Powershell script to convert RTF docs to plain text using MS-Word

On our current project, we had a bunch of RTF files that had some text in them that we wanted to yank out and store in a database. Instead of laboriously opening and resaving each of the files as plaintext, I decided to write what I had hoped would be a simple PowerShell script to do that for me. What follows is my best try at that script.

I am very open to any questions, criticisms, and improvements in the script, as I’m still very much learning the language.
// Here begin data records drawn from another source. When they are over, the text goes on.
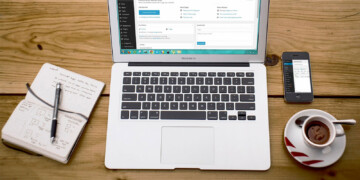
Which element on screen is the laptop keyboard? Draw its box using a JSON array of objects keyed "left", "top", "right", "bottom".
[{"left": 120, "top": 71, "right": 256, "bottom": 120}]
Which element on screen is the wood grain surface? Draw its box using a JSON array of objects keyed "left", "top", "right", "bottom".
[
  {"left": 0, "top": 0, "right": 360, "bottom": 96},
  {"left": 0, "top": 95, "right": 359, "bottom": 179}
]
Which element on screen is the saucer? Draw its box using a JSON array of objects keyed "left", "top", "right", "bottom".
[{"left": 284, "top": 109, "right": 346, "bottom": 168}]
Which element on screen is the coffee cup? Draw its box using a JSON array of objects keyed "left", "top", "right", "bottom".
[{"left": 302, "top": 115, "right": 344, "bottom": 148}]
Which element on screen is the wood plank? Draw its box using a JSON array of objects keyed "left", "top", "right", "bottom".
[
  {"left": 0, "top": 1, "right": 359, "bottom": 96},
  {"left": 0, "top": 95, "right": 359, "bottom": 179}
]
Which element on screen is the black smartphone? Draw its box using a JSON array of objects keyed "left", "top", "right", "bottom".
[{"left": 282, "top": 52, "right": 314, "bottom": 103}]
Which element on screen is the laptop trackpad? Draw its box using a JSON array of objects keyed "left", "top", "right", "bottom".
[{"left": 161, "top": 126, "right": 214, "bottom": 165}]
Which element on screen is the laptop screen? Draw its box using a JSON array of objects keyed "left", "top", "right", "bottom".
[{"left": 117, "top": 0, "right": 261, "bottom": 55}]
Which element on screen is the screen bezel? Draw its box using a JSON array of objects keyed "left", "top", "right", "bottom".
[{"left": 108, "top": 0, "right": 269, "bottom": 63}]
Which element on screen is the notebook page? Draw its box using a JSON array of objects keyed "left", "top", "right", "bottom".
[
  {"left": 26, "top": 63, "right": 104, "bottom": 118},
  {"left": 2, "top": 100, "right": 86, "bottom": 160}
]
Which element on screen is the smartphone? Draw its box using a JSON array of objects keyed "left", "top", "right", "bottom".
[{"left": 282, "top": 52, "right": 314, "bottom": 103}]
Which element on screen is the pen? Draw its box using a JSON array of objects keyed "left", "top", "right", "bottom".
[{"left": 51, "top": 83, "right": 61, "bottom": 143}]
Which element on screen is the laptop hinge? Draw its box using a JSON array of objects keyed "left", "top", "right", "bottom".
[{"left": 128, "top": 62, "right": 250, "bottom": 67}]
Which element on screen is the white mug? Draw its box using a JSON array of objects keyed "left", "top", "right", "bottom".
[{"left": 302, "top": 115, "right": 344, "bottom": 148}]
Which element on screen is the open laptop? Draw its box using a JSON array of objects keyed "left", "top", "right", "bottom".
[{"left": 105, "top": 0, "right": 270, "bottom": 170}]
And my fundamental question is really, was PS the right tool to use for this job?

Enjoy!

— bab

=============== Reformat.ps1 ================

function translate_from_rtf_to_text([System.Io.FileInfo] $source_file)
{
    $source_file_name = $source_file.FullName
    $dest_file_name = create_destination_file_name($source_file)
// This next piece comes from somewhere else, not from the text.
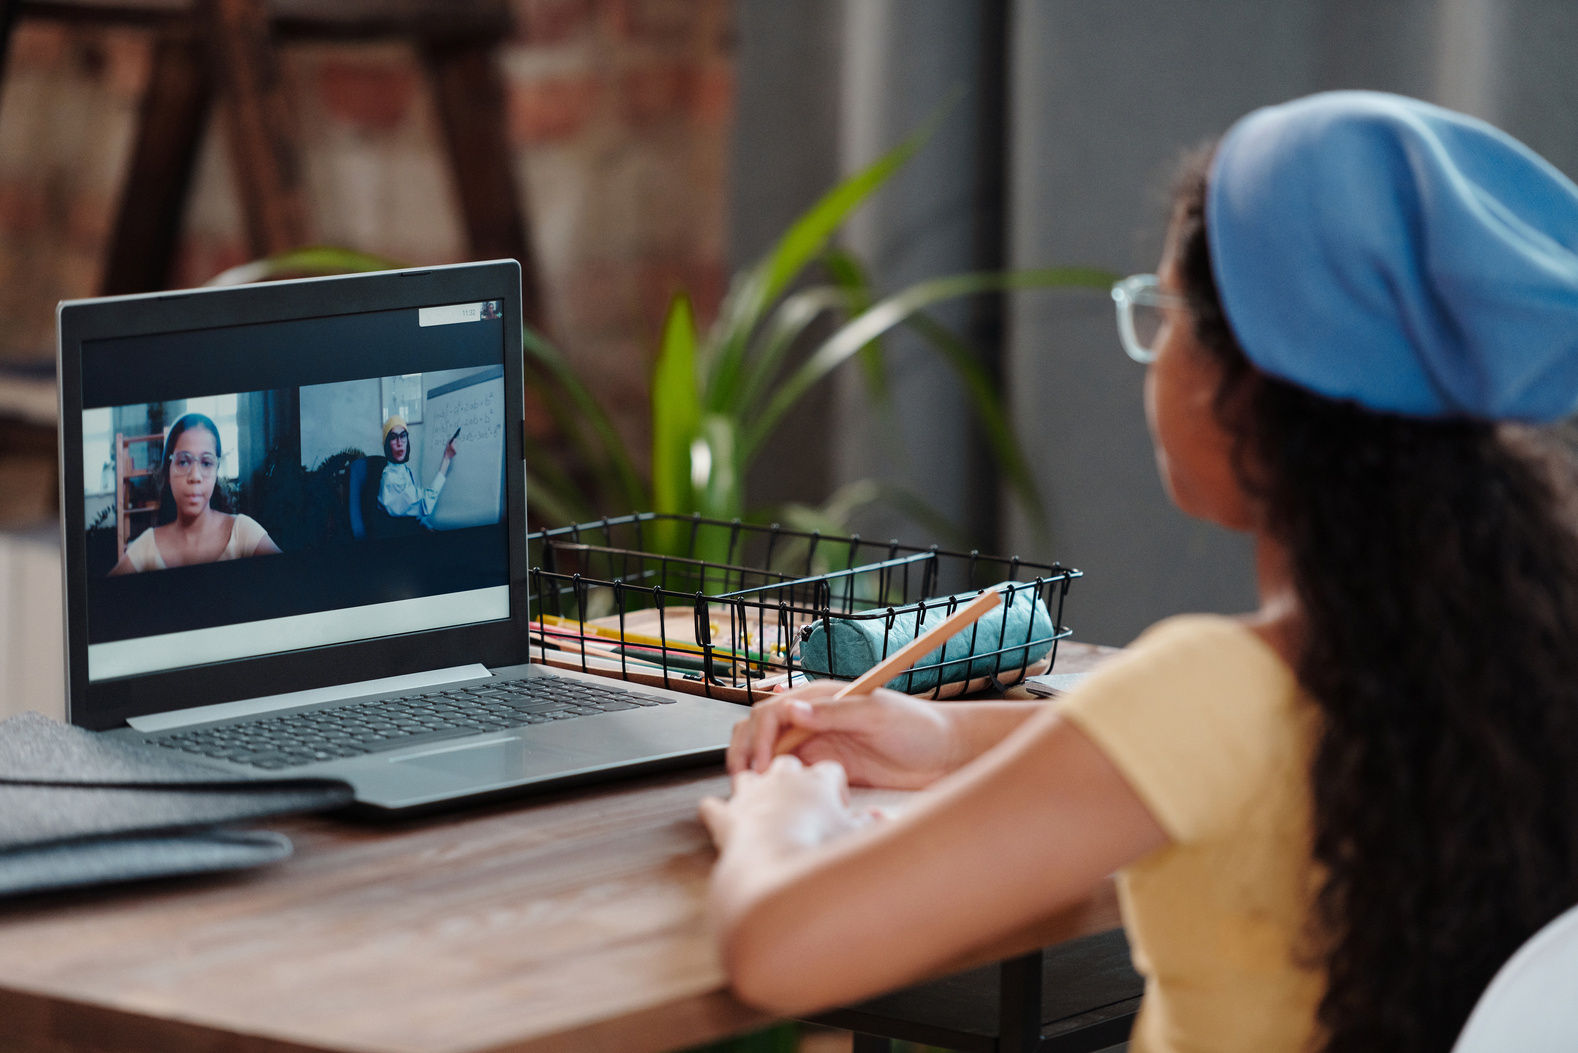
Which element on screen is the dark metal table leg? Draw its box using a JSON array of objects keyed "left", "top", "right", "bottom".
[{"left": 998, "top": 950, "right": 1043, "bottom": 1052}]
    write-host "Copying from $source_file to $dest_file_name"

    $rtf = $word.Documents.Open($source_file_name)
    $rtf.SaveAs([ref]$dest_file_name, [ref]$saveFormat)
}

function create_destination_file_name([System.Io.FileInfo] $source_file)
{
    $dest_file_name = $source_file.Name.Remove($source_file.Name.Length - $source_file.Extension.Length) + ".txt"
    $dest_directory = $source_file.DirectoryName
    $dest_file = join-path $dest_directory $dest_file_name

    return $dest_file
}

if ($args.Length -ne 1)
{
   write-host "Usage: Reformat.ps1 <path to root directory of rtf files>"
   exit 1
}

$path = $args[0]

write-host Converting all rtf files under directory $path...

$word = new-object -com Word.Application

$saveFormat = [Enum]::Parse([Microsoft.Office.Interop.Word.WdSaveFormat], "wdFormatTextLineBreaks")

get-childitem -path $path -include *.rtf -recurse | foreach-object -process { translate_from_rtf_to_text $_ }

$word.Quit([ref]$true)

11 thoughts to “Powershell script to convert RTF docs to plain text using MS-Word”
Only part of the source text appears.